Qualche giorno fa, abbiamo pubblicato sul nostro sito un video. Si tratta di Google Baby (uno spezzone è stato mandato in onda anche durante il Family Day) che è un documentario realizzato nel 2009 dalla regista israeliana Zippi Brand Frank (donna che ha avuto una figlia con inseminazione artificiale). Da che parte batta il cuore della regista è facilmente desumibile. Ma la cosa interessante è che, come spesso capita nelle operazioni ideologiche, c’è sempre uno spiffero di verità che sfugge alle intenzioni dei suoi propugnatori. Qui è testimoniato da quella madre indiana che, un attimo dopo il parto, si lascia scappare questa frase: «Quando verrà il momento di consegnare il bambino farò finta di essere felice».

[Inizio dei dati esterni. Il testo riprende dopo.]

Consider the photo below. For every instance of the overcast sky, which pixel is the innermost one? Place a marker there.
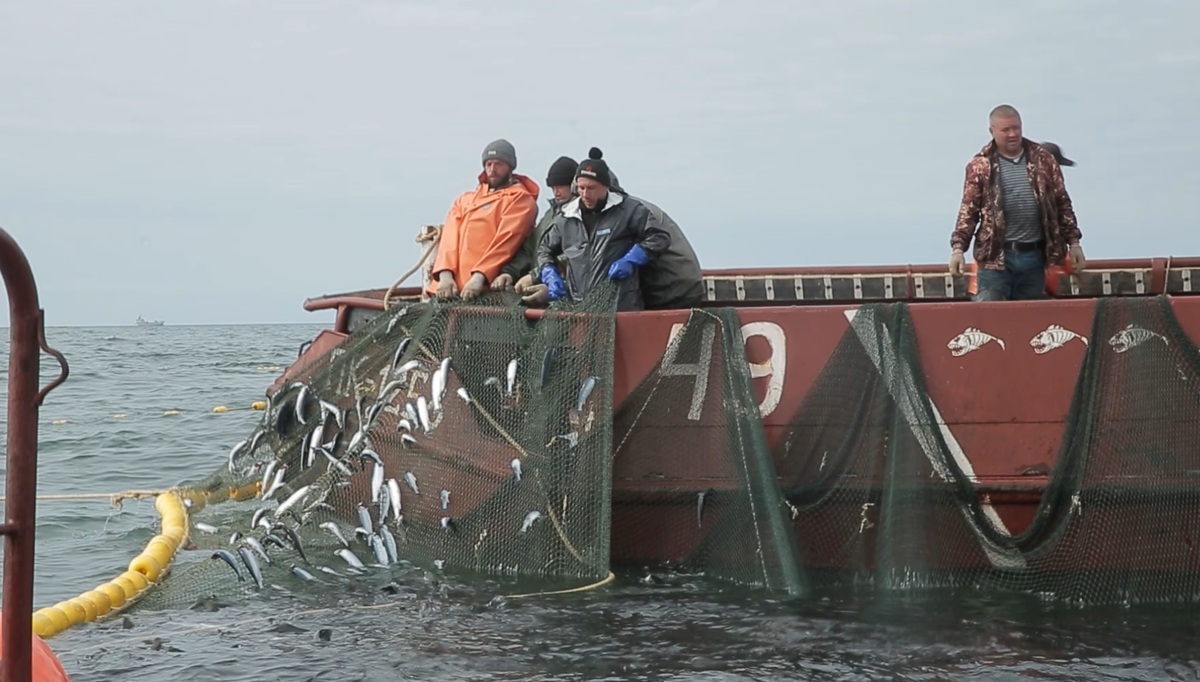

Un altro esempio? Solo qualche giorno fa, la giornalista Costanza Miriano ha partecipato a un dibattito televisivo su La 7. Qui le è stato spiegato che «la madre è un concetto antropologico».

E le Iene, nella puntata di ieri, 2 febbraio, hanno proposto un’intervista doppia a Sergio Lo Giudice, senatore Pd e presidente onorario dell’Arcigay, e a suo marito Michele Giarratano. Anche in questo caso, al di là dell’intento delle Iene e se guardato con occhi critici, il servizio è la miglior conferma di quanto la piazza del Family Day diceva qualche giorno fa. Le unioni civili, attraverso la stepchild adoption (cui Lo Giudice ricorrerà), favoriranno il ricorso all’utero in affitto, per ora vietato in Italia (ma fino a quando?). E che i bambini con tali pratiche si ordinano, si pagano, vengono programmaticamente sottratti alla madre (o “concetto antropologico” che dir si voglia).